Speaking Out - From the Pioneer Fund
The source of this document is Almanac.
From the Pioneer Fund
The Pioneer Fund has never sought publicity, but Almanac (3/28 and
4/14) and the Daily Pennsylvanian have printed stories or letters about
us. Unfortunately, these reflect the circulation on your campus of
misinformation. Please permit me to correct this.

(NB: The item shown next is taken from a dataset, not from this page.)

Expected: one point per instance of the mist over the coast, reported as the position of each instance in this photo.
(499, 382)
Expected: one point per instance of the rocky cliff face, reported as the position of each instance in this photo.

The Pioneer Fund does not suggest research projects, it makes
grants only after requests originate from the universities, it does not
monitor the research or even ask for reports, it does not comment on the
results even in cases where it learns of them, it does not have any
publications, it does not makes grants to individual scientists but only
to responsible institutions which do monitor their own scientists, and
it does not take positions on political issues of any kind. The Fund
stays strictly and totally hands off.
Pioneer strives for excellence in research, and Pioneer-funded
science itself is the mainstream, as confirmed by the statement
"Mainstream Science on Intelligence" (Wall St. Journal editorial page,
December 13, 1994) signed by 52 of the nation's leading experts on the
subject from our leading institutions (15 of whom had received Pioneer
support). Indeed the 23 researchers who received Pioneer grants in the
past 10 years are among the most eminent scientists in their respective
fields. Two are among the five most-cited living psychologists in the
world. Most have won awards and honors for research from, among others,
the Guggenheim Foundation, the American Association for the Advancement
of Science, Mensa, Phi Beta Kappa, and the American Psychological
All nine who are members of the APA (and who received two-thirds
of all Pioneer money grants in the past decade) have been elected to
fellow status in that organization for their "outstanding and unusual
contributions" to psychology (an honor held by less than 7% of the APA's
80,000 members). These nine individuals alone have published more than
100 scholarly books and 1,000 scientific articles. Three are on the
editorial board of the academic journal Intelligence. Sixteen Pioneer
grantees are listed in the references of a major current college text on
intelligence. Also a Pioneer scientist won a Nobel prize, another was
elected president of the APA, and still another was selected to give
"The Galton Lecture" at the 1995 Symposium on Intelligence at the
University of Cambridge.
The foregoing is fact. The rumors to the contrary are hogwash.